Reference No.: 58
Title: Employment grade and coronary heart disease in British civil servants (a.k.a The Whitehall study)
Author: M G Marmot, G Rose, M Shipley, P J Hamilton
Primary Topic: Health
Year: 1978
URL: https://doi.org/10.1136/jech.32.4.244
My notes on this reference #
Background
- The study investigated the relationship between employment grade, coronary risk factors, and coronary heart disease (CHD) mortality in British civil servants.
- A total of 17,530 men in London were followed over 7.5 years.
Findings on Employment Grade and CHD
- CHD mortality was inversely related to employment grade.
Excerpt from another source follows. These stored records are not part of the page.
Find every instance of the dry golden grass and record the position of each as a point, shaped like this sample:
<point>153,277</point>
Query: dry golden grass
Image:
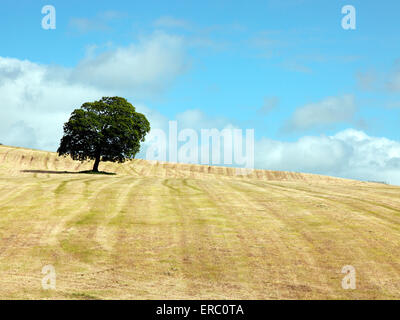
<point>174,231</point>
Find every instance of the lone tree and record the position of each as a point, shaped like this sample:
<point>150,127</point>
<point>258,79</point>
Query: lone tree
<point>106,130</point>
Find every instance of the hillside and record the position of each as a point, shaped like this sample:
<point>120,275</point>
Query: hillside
<point>176,231</point>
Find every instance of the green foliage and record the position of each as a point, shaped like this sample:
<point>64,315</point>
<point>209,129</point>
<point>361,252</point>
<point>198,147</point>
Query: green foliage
<point>106,130</point>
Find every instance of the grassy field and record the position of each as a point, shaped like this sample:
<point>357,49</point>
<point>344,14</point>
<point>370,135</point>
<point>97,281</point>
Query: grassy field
<point>174,231</point>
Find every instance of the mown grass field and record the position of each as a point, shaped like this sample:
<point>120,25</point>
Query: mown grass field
<point>174,231</point>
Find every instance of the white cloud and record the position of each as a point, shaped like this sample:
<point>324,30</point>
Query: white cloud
<point>100,22</point>
<point>349,153</point>
<point>144,68</point>
<point>328,111</point>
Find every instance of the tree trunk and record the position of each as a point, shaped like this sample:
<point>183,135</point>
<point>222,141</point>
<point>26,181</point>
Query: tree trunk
<point>96,164</point>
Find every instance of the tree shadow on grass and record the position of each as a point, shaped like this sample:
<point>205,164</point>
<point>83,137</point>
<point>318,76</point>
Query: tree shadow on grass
<point>69,172</point>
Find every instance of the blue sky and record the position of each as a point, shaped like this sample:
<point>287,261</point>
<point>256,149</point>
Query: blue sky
<point>326,97</point>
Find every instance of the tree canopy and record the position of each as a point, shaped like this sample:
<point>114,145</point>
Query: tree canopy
<point>106,130</point>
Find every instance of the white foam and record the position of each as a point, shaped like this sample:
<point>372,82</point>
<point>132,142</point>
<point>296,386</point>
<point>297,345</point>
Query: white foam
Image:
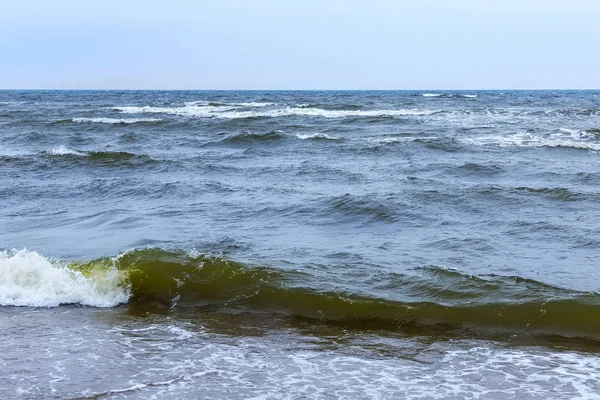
<point>29,279</point>
<point>317,136</point>
<point>230,105</point>
<point>529,140</point>
<point>116,120</point>
<point>227,112</point>
<point>62,150</point>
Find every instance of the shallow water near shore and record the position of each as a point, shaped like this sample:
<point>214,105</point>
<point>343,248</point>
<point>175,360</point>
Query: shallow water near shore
<point>299,244</point>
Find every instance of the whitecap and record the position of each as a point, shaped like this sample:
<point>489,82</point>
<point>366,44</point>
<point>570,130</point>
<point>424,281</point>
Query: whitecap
<point>115,120</point>
<point>317,136</point>
<point>63,150</point>
<point>29,279</point>
<point>226,112</point>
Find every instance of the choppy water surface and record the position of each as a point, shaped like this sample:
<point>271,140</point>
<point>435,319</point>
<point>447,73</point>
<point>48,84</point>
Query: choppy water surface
<point>299,244</point>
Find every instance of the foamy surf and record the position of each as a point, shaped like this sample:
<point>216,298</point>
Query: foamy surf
<point>63,150</point>
<point>29,279</point>
<point>232,112</point>
<point>114,121</point>
<point>317,136</point>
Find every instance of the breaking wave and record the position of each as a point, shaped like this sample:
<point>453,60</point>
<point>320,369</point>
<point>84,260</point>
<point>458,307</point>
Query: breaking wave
<point>438,299</point>
<point>216,110</point>
<point>116,121</point>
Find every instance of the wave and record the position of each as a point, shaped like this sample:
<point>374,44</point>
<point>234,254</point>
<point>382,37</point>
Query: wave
<point>219,104</point>
<point>582,142</point>
<point>469,96</point>
<point>63,150</point>
<point>115,121</point>
<point>227,112</point>
<point>444,300</point>
<point>317,136</point>
<point>246,137</point>
<point>28,279</point>
<point>101,157</point>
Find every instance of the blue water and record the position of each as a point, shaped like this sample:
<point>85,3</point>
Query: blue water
<point>478,201</point>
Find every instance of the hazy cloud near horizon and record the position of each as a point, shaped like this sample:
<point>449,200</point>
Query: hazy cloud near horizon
<point>264,44</point>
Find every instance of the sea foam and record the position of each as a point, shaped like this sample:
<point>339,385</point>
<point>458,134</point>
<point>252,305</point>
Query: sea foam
<point>29,279</point>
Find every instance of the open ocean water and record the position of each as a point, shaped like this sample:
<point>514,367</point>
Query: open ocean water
<point>268,245</point>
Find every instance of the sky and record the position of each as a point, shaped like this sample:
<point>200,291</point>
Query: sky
<point>299,44</point>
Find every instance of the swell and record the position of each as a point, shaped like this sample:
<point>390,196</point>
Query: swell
<point>249,138</point>
<point>434,299</point>
<point>99,158</point>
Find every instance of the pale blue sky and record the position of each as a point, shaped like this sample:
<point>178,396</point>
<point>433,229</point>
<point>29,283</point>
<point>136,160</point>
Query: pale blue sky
<point>269,44</point>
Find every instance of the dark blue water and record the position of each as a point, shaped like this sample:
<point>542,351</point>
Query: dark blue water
<point>410,218</point>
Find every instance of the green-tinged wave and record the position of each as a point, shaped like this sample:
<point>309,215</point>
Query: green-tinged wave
<point>429,299</point>
<point>437,298</point>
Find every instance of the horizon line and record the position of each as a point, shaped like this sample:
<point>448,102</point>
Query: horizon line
<point>294,90</point>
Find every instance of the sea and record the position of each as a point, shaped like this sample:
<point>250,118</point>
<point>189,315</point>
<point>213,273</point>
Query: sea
<point>300,244</point>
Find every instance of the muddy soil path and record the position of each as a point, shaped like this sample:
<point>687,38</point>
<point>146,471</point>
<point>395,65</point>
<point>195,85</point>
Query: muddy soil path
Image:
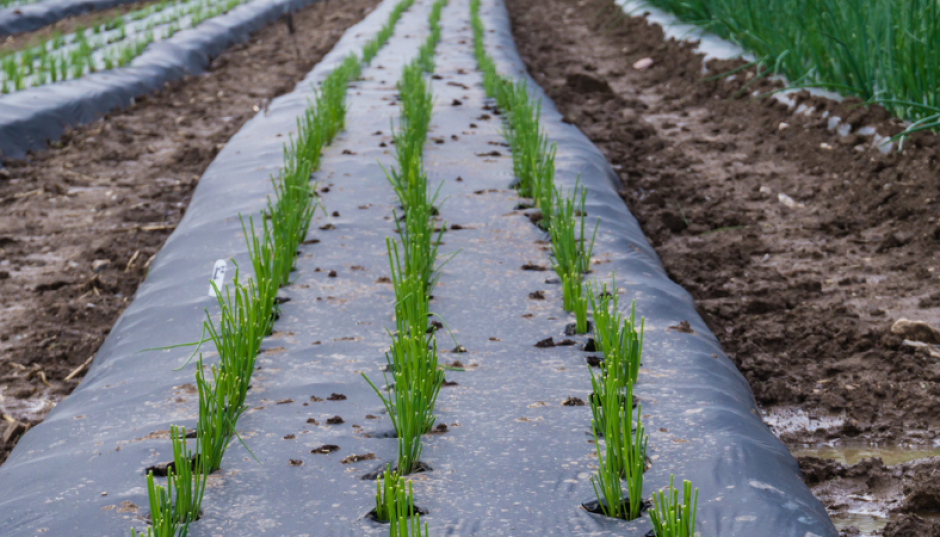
<point>801,248</point>
<point>80,222</point>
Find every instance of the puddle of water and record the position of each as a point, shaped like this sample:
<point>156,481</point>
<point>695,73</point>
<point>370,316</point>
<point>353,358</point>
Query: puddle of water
<point>870,524</point>
<point>791,419</point>
<point>853,453</point>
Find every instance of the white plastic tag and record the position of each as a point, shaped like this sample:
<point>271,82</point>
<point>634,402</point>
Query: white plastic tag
<point>218,276</point>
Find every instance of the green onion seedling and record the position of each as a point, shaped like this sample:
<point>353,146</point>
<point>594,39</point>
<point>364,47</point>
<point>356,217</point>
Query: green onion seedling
<point>187,479</point>
<point>624,458</point>
<point>671,518</point>
<point>163,522</point>
<point>405,522</point>
<point>391,491</point>
<point>571,250</point>
<point>615,335</point>
<point>574,300</point>
<point>217,414</point>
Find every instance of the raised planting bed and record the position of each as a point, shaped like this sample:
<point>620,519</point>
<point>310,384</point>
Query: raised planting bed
<point>508,445</point>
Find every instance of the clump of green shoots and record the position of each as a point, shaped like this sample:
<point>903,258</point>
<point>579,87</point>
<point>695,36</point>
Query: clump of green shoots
<point>612,406</point>
<point>372,47</point>
<point>669,516</point>
<point>404,521</point>
<point>218,414</point>
<point>412,360</point>
<point>391,491</point>
<point>624,455</point>
<point>163,521</point>
<point>416,378</point>
<point>571,249</point>
<point>615,335</point>
<point>187,478</point>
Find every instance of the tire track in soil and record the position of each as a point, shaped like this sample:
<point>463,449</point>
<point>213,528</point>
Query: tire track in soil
<point>801,292</point>
<point>81,221</point>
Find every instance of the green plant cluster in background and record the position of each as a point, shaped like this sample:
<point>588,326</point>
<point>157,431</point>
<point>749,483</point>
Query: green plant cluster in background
<point>883,51</point>
<point>622,454</point>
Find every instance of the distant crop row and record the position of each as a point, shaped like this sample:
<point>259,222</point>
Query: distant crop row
<point>883,51</point>
<point>104,45</point>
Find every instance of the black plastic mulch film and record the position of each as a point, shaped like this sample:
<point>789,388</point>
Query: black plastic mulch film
<point>514,461</point>
<point>30,117</point>
<point>26,18</point>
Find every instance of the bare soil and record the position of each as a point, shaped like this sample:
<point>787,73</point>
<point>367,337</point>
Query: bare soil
<point>801,247</point>
<point>80,221</point>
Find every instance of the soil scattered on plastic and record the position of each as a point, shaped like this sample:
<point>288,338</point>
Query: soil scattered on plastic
<point>82,220</point>
<point>801,247</point>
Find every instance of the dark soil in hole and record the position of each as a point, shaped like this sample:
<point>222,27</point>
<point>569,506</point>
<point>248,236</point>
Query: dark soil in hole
<point>112,192</point>
<point>801,247</point>
<point>163,469</point>
<point>417,509</point>
<point>595,506</point>
<point>419,468</point>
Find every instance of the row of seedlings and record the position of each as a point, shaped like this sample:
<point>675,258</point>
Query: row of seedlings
<point>248,310</point>
<point>623,456</point>
<point>410,394</point>
<point>103,46</point>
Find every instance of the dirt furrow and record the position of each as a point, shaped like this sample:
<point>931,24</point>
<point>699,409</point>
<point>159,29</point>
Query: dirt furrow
<point>801,248</point>
<point>81,221</point>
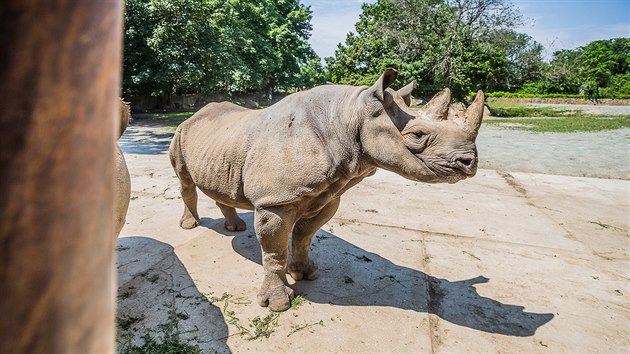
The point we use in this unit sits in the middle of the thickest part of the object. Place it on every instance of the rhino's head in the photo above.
(427, 145)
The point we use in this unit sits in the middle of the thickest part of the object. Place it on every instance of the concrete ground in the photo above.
(504, 262)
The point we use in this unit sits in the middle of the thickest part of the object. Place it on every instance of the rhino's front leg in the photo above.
(273, 226)
(302, 267)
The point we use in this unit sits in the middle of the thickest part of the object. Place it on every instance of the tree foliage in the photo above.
(603, 64)
(462, 44)
(203, 46)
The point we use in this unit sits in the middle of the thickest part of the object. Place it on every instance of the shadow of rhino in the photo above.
(352, 276)
(158, 299)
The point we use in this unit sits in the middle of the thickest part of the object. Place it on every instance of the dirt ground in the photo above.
(509, 261)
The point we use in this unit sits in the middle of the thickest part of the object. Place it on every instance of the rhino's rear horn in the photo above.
(474, 114)
(406, 91)
(437, 107)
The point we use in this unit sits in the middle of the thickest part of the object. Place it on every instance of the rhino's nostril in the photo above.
(466, 162)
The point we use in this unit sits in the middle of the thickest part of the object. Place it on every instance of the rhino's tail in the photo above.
(125, 116)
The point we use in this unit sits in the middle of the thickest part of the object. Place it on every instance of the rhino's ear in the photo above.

- Men in the lowest grade (“other”) had 3.6 times the CHD mortality rate of those in the highest grade (administrators).
- This gradient persisted even after adjusting for risk factors like smoking, blood pressure, and physical activity.
Coronary Risk Factors
- Lower-grade men exhibited:
- Higher rates of smoking (60.9% in “other” grade vs. 28.8% in administrators).
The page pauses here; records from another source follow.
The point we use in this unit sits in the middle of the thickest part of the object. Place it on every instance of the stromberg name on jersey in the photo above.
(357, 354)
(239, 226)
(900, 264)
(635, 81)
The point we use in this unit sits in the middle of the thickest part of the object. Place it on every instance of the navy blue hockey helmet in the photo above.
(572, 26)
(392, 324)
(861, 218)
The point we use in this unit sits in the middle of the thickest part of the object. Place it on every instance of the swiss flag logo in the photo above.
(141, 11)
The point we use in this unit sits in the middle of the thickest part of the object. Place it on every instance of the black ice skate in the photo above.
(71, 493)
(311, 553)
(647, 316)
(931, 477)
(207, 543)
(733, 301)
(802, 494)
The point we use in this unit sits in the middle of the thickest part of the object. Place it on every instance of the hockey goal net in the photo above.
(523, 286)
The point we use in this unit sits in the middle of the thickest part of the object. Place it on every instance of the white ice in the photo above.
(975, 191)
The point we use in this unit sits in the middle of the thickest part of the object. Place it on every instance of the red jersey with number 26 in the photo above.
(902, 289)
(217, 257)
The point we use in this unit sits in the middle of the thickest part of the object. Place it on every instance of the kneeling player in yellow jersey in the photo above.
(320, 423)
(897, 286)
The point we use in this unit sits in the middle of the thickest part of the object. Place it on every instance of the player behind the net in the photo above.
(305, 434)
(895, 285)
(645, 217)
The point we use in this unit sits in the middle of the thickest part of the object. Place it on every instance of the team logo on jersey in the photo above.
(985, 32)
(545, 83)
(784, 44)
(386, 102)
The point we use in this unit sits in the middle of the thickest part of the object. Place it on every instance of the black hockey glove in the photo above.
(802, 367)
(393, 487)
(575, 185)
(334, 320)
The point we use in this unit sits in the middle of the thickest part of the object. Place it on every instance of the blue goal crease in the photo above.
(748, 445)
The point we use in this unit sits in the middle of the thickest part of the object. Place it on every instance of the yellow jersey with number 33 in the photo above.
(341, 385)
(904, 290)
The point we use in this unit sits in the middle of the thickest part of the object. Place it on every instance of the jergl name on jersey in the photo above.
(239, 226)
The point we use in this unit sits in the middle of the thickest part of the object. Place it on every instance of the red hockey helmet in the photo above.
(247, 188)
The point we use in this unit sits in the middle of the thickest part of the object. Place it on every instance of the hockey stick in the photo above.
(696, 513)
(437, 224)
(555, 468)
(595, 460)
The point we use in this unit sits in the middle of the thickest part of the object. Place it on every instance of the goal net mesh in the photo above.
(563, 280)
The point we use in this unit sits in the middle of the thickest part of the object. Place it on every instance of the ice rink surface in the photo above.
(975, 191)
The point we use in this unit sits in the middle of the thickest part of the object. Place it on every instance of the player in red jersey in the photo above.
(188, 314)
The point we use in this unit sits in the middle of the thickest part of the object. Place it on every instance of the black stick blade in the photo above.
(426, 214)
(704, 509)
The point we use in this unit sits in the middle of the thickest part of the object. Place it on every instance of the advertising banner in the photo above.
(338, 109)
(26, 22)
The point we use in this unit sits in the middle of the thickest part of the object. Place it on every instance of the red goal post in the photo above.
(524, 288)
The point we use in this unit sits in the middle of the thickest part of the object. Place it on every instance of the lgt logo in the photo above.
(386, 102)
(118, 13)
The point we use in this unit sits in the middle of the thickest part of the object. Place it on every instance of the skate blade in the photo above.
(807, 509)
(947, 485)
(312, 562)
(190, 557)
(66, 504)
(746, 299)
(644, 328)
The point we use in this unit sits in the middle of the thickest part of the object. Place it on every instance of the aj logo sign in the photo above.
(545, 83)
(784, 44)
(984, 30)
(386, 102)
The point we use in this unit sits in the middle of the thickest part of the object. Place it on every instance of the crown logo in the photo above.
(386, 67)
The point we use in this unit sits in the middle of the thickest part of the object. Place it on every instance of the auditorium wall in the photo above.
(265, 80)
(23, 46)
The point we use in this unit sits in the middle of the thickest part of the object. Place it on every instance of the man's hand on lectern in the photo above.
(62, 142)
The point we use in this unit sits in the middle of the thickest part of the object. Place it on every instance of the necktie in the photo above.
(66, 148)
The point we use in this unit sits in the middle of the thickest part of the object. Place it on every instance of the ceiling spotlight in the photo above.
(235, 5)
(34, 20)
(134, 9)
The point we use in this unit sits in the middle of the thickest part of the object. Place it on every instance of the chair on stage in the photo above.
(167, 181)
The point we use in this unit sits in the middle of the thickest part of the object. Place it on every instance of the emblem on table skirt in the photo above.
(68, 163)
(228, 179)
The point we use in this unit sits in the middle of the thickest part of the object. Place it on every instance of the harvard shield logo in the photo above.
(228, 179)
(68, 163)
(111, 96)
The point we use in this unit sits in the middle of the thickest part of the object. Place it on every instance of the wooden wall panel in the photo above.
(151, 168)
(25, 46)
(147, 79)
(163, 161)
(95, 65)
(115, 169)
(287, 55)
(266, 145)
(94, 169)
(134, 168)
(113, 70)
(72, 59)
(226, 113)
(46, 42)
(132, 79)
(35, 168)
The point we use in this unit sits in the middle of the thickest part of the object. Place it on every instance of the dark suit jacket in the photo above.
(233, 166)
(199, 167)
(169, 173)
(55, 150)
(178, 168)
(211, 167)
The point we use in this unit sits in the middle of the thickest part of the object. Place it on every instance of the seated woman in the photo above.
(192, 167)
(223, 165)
- Increased inactivity during leisure time (56% in “other” grade vs. 26.3% in administrators).
- Higher blood pressure, plasma glucose, and body mass index.
- Higher-grade men had higher plasma cholesterol levels.
Residual Risk Factors
- Approximately 60% of the grade differences in CHD mortality could not be explained by traditional risk factors.
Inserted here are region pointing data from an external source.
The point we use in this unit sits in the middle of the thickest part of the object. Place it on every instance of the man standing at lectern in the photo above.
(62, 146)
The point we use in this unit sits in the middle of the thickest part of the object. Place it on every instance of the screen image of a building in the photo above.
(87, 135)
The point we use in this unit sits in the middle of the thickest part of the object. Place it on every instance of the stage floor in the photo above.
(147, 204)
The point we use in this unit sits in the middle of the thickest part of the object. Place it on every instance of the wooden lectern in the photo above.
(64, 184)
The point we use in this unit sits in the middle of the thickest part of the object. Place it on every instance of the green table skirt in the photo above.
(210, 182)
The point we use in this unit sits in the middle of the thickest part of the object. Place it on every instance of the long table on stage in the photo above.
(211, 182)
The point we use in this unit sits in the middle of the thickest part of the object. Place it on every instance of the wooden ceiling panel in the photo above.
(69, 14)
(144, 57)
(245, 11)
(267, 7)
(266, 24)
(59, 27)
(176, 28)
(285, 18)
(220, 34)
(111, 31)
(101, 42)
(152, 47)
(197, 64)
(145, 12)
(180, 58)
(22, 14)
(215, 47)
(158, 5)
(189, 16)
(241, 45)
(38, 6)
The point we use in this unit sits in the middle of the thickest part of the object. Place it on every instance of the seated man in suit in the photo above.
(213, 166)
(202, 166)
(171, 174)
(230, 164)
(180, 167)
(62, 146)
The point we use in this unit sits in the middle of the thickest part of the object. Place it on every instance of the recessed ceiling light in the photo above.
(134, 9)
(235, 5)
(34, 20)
- Other factors, such as psychosocial stress and unmeasured environmental or lifestyle variables, were suggested as potential contributors.
Height and CHD
- Men in lower grades were shorter on average.
- Height was independently associated with CHD risk, possibly reflecting genetic or early-life nutritional factors.
Selection and Bias Considerations
- Selection into lower-grade jobs due to pre-existing health issues was evaluated.
- The mortality gradient persisted even among healthy men at baseline, indicating minimal impact from selection bias.
Implications
- Employment grade is a strong predictor of CHD mortality, stronger than many established risk factors.
- Further research was suggested into psychosocial stress, diet, and other unmeasured contributors to the social gradient in CHD.